More shoppers came out Thanksgiving night, more shoppers hit stores on Black Friday, more shopped online. And everyone spent more.

The result: more than $59 billion in estimated sales from Thursday through Sunday, courtesy of 247 million shoppers, according to a BIGInsight survey conducted for the National Retail Federation.

That's up from $52.4 billion and 226 million shoppers last year (shoppers are counted more than once if they shop on more than one day).

Some shoppers who showed up at stores Thursday night ended up making purchases online. Megan Sullivan, 26, was too far back in line at the Best Buy electronics retailer in Aurora, Colo., to receive a voucher for the 50-inch Toshiba TV she wanted, selling for $399. Instead, she bought left and ended up buying a 40-inch Samsung TV on Amazon for $427.

"While it would have been better to get the one at Best Buy," she says, "it wasn't worth getting in line any earlier." Sullivan showed up to Best Buy around 8:30 p.m.
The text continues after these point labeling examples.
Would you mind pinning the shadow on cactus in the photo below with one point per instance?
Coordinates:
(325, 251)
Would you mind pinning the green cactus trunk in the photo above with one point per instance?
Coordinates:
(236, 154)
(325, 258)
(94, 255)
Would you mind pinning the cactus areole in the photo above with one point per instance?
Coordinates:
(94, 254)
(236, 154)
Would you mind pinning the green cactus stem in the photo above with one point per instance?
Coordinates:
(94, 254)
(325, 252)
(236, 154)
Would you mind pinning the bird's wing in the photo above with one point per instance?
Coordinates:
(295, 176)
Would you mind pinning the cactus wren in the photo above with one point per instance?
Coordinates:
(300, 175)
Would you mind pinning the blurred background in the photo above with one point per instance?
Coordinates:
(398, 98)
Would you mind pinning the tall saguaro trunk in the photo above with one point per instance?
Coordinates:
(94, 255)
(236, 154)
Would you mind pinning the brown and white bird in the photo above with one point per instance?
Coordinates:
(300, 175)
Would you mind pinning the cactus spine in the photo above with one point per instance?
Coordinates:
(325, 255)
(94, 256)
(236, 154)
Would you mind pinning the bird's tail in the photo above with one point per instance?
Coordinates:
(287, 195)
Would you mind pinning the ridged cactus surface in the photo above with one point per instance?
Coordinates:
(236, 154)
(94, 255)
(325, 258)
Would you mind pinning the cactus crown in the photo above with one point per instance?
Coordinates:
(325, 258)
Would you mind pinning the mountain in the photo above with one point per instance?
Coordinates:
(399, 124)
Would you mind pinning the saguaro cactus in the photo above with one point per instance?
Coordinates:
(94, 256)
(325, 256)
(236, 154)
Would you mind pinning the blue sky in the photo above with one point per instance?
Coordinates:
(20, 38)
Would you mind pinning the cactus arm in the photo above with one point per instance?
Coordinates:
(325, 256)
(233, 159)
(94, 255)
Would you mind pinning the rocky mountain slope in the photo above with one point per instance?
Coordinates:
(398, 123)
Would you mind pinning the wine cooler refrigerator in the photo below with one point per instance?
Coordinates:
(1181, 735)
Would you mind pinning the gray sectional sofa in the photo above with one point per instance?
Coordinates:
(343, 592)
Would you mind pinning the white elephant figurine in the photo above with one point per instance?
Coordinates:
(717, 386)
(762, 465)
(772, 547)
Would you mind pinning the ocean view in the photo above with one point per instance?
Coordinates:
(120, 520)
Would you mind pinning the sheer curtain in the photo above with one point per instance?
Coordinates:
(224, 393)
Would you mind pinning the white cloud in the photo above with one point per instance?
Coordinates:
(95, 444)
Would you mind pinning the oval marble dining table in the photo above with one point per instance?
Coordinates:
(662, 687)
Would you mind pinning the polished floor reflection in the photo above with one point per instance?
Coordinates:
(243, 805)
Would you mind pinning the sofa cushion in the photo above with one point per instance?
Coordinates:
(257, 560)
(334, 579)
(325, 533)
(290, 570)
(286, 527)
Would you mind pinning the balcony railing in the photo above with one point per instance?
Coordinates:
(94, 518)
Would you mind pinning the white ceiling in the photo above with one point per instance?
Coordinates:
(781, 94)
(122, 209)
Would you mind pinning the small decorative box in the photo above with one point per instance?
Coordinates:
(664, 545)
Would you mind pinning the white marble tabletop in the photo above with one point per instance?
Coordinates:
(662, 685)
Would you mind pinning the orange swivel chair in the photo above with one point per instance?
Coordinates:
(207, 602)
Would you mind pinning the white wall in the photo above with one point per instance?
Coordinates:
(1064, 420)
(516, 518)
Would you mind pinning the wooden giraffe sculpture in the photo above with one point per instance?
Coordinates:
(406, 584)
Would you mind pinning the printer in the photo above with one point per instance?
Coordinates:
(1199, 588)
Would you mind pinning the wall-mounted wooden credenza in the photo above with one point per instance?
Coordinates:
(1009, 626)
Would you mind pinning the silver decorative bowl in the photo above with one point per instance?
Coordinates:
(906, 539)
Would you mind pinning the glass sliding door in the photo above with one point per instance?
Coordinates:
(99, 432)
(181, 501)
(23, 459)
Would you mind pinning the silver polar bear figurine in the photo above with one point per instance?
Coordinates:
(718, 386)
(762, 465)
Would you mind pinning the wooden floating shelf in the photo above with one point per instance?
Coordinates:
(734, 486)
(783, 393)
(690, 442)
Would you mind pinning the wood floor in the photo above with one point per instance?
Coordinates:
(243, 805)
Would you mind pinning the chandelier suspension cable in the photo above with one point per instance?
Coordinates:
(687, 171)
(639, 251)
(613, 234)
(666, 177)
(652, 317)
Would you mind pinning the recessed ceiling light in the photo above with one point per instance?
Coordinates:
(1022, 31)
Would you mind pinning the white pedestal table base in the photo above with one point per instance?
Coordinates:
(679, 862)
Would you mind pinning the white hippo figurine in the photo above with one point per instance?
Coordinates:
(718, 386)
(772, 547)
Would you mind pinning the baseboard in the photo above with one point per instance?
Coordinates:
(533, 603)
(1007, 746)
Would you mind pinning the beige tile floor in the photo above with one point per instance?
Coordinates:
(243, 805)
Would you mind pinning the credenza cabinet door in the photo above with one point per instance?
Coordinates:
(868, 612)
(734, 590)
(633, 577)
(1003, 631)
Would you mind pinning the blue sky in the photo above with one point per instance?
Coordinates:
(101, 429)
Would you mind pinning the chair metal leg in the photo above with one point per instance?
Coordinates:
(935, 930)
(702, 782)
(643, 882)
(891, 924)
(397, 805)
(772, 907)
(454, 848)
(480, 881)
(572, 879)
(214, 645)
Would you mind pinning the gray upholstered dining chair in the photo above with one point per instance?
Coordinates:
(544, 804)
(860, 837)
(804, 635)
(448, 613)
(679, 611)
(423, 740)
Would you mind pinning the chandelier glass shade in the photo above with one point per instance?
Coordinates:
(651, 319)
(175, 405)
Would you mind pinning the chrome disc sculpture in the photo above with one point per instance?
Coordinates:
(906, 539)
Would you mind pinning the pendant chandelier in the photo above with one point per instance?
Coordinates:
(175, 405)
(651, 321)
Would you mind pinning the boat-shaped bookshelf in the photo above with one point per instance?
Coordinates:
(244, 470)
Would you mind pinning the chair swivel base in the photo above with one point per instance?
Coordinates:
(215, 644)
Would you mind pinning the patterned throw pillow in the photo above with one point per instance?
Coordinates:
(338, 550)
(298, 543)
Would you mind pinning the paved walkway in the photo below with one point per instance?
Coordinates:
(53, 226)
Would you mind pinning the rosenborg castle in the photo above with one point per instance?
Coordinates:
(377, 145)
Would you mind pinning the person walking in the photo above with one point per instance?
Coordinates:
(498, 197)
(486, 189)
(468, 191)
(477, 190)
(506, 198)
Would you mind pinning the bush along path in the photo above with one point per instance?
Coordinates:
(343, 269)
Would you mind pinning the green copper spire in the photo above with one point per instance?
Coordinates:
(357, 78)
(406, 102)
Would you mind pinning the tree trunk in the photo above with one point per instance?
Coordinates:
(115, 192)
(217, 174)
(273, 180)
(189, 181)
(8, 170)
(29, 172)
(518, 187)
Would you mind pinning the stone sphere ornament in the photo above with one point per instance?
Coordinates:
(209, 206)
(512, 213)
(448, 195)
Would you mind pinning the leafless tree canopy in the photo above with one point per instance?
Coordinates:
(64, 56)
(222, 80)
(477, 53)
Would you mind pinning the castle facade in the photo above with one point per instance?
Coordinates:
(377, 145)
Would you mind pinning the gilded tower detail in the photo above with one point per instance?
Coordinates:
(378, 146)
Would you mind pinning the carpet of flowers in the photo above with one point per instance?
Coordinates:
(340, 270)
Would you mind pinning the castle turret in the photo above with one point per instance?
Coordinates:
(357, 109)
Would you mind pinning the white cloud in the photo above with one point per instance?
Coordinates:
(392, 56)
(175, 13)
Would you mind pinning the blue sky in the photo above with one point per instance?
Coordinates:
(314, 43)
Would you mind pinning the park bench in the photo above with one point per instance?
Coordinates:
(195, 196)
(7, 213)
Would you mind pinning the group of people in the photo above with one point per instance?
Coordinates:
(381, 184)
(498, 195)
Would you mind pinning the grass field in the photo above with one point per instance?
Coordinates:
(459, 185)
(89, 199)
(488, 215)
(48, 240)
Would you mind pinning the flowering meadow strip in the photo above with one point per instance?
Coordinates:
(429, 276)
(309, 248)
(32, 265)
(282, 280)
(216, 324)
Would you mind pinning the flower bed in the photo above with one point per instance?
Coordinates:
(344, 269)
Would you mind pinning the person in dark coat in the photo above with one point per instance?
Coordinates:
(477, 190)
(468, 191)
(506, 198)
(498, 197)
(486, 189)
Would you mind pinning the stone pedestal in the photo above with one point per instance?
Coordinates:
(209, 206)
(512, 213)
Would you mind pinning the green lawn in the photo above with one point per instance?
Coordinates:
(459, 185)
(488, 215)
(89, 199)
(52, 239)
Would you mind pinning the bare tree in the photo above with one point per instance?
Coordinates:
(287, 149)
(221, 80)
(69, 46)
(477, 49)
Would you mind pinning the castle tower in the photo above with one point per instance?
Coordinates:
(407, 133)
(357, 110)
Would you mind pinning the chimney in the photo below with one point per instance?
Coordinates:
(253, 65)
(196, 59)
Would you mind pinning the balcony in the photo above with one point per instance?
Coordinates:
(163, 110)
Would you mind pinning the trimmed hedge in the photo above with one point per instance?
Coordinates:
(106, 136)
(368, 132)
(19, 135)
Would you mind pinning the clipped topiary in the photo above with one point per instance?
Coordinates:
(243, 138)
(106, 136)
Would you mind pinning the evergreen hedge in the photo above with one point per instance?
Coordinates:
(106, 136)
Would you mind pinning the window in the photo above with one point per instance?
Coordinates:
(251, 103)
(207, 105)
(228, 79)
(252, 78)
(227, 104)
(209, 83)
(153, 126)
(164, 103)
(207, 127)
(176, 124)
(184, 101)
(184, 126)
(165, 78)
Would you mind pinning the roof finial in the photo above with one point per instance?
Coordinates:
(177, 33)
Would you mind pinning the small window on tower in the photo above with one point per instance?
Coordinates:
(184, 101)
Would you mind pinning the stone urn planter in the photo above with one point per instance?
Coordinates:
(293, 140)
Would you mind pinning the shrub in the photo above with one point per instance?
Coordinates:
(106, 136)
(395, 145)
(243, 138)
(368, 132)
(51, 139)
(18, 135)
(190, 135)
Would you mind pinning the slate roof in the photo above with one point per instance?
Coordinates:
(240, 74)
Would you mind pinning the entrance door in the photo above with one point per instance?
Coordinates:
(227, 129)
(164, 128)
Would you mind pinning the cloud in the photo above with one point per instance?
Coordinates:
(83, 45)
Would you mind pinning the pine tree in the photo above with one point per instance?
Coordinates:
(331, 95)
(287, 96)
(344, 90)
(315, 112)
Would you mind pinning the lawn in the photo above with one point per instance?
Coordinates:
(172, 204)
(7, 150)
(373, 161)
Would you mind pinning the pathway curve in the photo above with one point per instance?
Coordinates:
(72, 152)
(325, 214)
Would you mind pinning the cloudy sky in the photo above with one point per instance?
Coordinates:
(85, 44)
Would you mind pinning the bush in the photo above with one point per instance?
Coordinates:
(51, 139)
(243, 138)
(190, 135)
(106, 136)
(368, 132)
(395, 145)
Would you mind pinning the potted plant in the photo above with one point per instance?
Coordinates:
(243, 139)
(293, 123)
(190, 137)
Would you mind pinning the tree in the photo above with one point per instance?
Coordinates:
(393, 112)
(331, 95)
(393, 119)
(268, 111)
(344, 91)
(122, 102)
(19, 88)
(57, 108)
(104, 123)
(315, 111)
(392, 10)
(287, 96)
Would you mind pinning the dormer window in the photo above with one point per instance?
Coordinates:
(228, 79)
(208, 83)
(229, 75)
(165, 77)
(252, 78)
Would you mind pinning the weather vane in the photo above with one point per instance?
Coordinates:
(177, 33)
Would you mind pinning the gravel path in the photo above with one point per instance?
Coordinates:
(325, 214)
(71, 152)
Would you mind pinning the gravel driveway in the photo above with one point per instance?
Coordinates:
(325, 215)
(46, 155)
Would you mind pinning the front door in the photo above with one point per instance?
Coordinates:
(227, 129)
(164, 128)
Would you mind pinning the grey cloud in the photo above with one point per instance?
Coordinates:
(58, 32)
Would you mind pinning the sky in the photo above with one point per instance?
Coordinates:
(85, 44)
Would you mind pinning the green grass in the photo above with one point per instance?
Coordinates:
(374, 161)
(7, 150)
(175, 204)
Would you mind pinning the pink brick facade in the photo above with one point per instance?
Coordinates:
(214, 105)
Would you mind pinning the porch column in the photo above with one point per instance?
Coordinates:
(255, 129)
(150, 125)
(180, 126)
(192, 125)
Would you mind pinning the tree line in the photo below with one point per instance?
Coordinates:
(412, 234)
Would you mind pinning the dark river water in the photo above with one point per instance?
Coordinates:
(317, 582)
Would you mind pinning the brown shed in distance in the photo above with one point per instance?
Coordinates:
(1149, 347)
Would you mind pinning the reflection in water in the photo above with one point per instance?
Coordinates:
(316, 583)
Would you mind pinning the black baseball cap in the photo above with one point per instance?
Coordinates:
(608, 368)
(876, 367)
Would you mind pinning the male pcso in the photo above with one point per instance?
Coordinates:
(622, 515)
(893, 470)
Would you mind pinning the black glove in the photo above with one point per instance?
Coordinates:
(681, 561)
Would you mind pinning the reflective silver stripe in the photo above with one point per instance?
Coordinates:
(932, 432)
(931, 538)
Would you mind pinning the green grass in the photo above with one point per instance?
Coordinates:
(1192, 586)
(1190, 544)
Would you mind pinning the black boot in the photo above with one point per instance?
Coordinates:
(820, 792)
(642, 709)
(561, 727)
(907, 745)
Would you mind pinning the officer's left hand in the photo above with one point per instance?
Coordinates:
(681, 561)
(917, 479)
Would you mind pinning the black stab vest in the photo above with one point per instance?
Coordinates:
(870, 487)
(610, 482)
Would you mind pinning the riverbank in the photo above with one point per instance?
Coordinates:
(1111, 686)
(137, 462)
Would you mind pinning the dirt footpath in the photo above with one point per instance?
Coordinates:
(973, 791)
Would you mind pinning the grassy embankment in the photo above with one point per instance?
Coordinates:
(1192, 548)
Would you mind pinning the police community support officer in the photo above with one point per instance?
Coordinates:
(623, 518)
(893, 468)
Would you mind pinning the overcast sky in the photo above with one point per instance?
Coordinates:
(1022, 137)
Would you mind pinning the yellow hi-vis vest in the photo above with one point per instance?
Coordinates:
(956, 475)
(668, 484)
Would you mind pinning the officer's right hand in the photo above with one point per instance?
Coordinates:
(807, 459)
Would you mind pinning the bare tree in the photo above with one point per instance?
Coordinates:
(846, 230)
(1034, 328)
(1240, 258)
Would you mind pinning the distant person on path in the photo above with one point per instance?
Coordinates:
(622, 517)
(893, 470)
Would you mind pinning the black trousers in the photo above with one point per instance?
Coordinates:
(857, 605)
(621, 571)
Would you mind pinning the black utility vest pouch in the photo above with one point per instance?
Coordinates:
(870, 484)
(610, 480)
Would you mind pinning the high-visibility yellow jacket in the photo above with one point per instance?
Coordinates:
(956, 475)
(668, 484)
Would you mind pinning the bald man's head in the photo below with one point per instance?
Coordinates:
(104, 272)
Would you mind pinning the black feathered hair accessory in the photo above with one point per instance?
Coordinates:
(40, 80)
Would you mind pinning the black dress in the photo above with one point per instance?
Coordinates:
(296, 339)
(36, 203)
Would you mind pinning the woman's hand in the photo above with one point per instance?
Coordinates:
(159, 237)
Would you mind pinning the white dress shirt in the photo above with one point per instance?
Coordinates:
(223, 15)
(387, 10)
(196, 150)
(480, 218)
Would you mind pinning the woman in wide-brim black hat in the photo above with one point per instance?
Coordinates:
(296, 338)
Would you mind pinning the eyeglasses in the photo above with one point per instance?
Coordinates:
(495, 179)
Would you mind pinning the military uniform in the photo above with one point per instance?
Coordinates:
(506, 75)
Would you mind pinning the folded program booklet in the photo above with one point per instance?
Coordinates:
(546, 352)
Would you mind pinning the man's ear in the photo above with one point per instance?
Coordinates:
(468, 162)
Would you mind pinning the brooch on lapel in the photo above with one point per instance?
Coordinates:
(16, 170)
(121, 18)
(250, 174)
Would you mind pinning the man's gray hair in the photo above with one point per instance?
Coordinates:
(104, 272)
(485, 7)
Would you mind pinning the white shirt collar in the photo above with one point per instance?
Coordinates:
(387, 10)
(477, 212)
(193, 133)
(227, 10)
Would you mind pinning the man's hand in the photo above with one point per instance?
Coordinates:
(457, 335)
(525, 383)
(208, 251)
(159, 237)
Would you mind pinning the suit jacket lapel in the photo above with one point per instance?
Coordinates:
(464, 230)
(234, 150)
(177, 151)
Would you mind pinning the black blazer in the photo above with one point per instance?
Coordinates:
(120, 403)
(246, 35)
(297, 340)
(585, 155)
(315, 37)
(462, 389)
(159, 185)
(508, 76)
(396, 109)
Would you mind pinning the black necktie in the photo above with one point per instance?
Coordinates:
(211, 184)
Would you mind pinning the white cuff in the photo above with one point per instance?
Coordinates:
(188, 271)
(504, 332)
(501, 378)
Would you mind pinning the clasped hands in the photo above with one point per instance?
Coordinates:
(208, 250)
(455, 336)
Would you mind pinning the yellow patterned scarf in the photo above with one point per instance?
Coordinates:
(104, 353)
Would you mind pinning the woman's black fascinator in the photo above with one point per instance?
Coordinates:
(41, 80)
Thursday for the midnight opening.

Ultimately, the competition between online and bricks-and-mortar stores means Black Friday and Cyber Monday are becoming one and the same, says Matt Shay, CEO of National Retail Federation.

"What we're going to see is that the two become further and further indistinguishable from one another," he says. "Everyone is playing everywhere now."

On average, almost 41% of a consumer's total spending for the weekend was online, the BIGInsight survey shows. The online shopping continues, with more than half of consumers planning to shop Cyber Monday, according to BIGInsight. The number of shoppers online today is expected to hit 129 million, up from about 122 million last year, the data show.

Online sales for Thanksgiving and Black Friday - days that retailers have either traditionally never been open (Thanksgiving) or have boasted strictly in-store sales - were up almost 20% from the same two days in 2011, according to data from IBM Smarter Commerce.

Thursday is also encroaching on Black Friday as retailers choose to open earlier on Thanksgiving night. Walmart, Sears and Toys R Us were among retailers that opened doors at 8 p.m. Thursday.

In-store sales decreased 1.8% on Black Friday vs. 2011, hitting $11.2 billion, according to ShopperTrak, a retail technology company that tracks store traffic.

"The early Thursday openings kind of bleached some of the money out of Friday," says Bill Martin, founder of ShopperTrak.

But foot traffic on Black Friday was up 3.5% with more than 300 million store visits, the ShopperTrak data show. Martin says it's because more consumers were walking into stores to browse but weren't necessarily buying.